IT’S A GAME many of us seem compelled to play. We see children with their parents, then start looking back and forth trying to decide whether Junior looks more like Mom or Dad. The game can start even in infancy. From the moment she first meets her granddaughter, Grandma may insist she looks like Dad. Then Grandpa says no, she looks just like her mom.
Big brother stands in the corner and says nothing. But secretly, he thinks she looks more like a big pink blob.
It’s not either/or, of course. When my son was young, people usually said he looked just like me, and my wife and I sometimes thought so too. Then we saw a picture of my father-in-law in his youth — he could have been a doppelganger for our son at the same age. The one difference? Our son has my nose. For that matter, so does our daughter, a fact for which she is not particularly grateful.
Family resemblances, though, go beyond physical features. Children learn their parents’ habits and values. They may root for the same sports teams (lest they get kicked out of the house). They may even pick up their parents’ gestures and verbal tics. I suspect that this is why some people so often see family resemblances even in adopted children. It’s not just that they expect to see a resemblance, so find what they’re looking for; it’s that the kids dress, act, and sound like a member of that family should.
Something similar, perhaps, could be said about the family of God.
EARLIER IN HIS letter, John wrote about having fellowship with and abiding in both the Son and the Father. At the end of chapter 2, he says that “everyone who does what is right has been born of him” (1 John 2:29, NIV).
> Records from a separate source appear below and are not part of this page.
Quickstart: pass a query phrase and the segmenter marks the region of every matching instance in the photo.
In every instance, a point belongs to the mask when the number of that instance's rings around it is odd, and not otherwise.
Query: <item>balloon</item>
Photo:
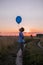
[[[20,23],[21,23],[21,21],[22,21],[21,16],[17,16],[17,17],[16,17],[16,22],[17,22],[18,24],[20,24]]]

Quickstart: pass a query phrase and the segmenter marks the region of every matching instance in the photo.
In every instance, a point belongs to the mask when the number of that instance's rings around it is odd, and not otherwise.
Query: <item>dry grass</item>
[[[14,36],[2,36],[0,37],[0,52],[8,51],[15,48],[17,45],[17,37]]]

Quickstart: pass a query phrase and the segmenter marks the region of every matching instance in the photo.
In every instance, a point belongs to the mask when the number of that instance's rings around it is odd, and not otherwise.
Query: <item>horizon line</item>
[[[19,32],[0,32],[0,33],[19,33]],[[23,32],[23,33],[43,33],[43,32]]]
Jesus, the Son of God, lived a righteous life; all those who are born of God should therefore show a family resemblance by doing what’s right.
It’s reminiscent of what Jesus taught in the Sermon on the Mount:
You have heard that it was said, ‘Love your neighbor and hate your enemy.’ But I tell you, love your enemies and pray for those who persecute you, that you may be children of your Father in heaven. …Be perfect, therefore, as your heavenly Father is perfect. (Matt 5:43-45a, 48)
Anyone can love the people who love them. But to love your enemies? That shows our family resemblance to a God who loves with incomparable grace and mercy. “So be perfect like your heavenly Father,” Jesus says. As we’ve seen before, to be “perfect” doesn’t mean flawless, it means mature, complete — or if you like, grown up. Jesus is what spiritual maturity looks like; our goal throughout life is to become more and more like our Father in heaven.
We are born of God, John suggests; we are God’s children. That adoption into God’s family is a gift of love, and at the beginning of chapter 3, John wants his readers to share in his amazement: “See what great love the Father has lavished on us, that we should be called children of God! And that is what we are! (1 John 3:1a). (Some of you may have an old Maranatha! praise song playing in your head right now…)
And as he continues, John strikes the note of family resemblance:
The reason the world does not know us is that it did not know him. Dear friends, now we are children of God, and what we will be has not yet been made known. But we know that when Christ appears, we shall be like him, for we shall see him as he is. (1 John 3:1b-2)
John has already told his readers not to love the world, in terms of internalizing its habits and desires. And they can expect the world to return the favor. Remember, when John uses the word “world,” he’s usually referring to humanity in opposition to God; by definition, therefore, “the world…did not know him.” His point, by extension, is that the world also can’t understand believers. The more believers embody the character of God, the more they walk as Jesus walked, the stranger and more out of step they may seem to others who don’t honor God.
And the family resemblance continues into the future. “Now we are children of God,” John says, but what will we become? Again, we might imagine that the conflict which split the community left some folks with doubts about their destiny, prompting John to reassure them that God has promised them eternal life (1 John 2:25). Indeed, John is already looking toward the future at the end of chapter 2, encouraging believers to live in a way that will help us be confident about standing face to face with Jesus when he eventually returns (2:28).
Here at the beginning of chapter 3, then, John seems to say, We should live with an eye toward the day Jesus returns. God hasn’t revealed everything about that day yet; I can’t show you a picture. But I’ve seen the resurrected Jesus. I remember his sudden appearance to us when we were cowering with fear in a locked room. I remember his appearance to us when we were fishing, and how we had breakfast together on the beach. Who knows what we’ll see when he returns? All I know is that we’ll see him as he truly is, in all his glory and majesty. And somehow, some way, we’re gonna be just like him.
Talk about your family resemblances.
This is what it means to have an eschatological perspective on life, to live in the present with a hopeful eye toward the future God has promised. And that is what John will say next: if we truly have that hope, our lives should show it.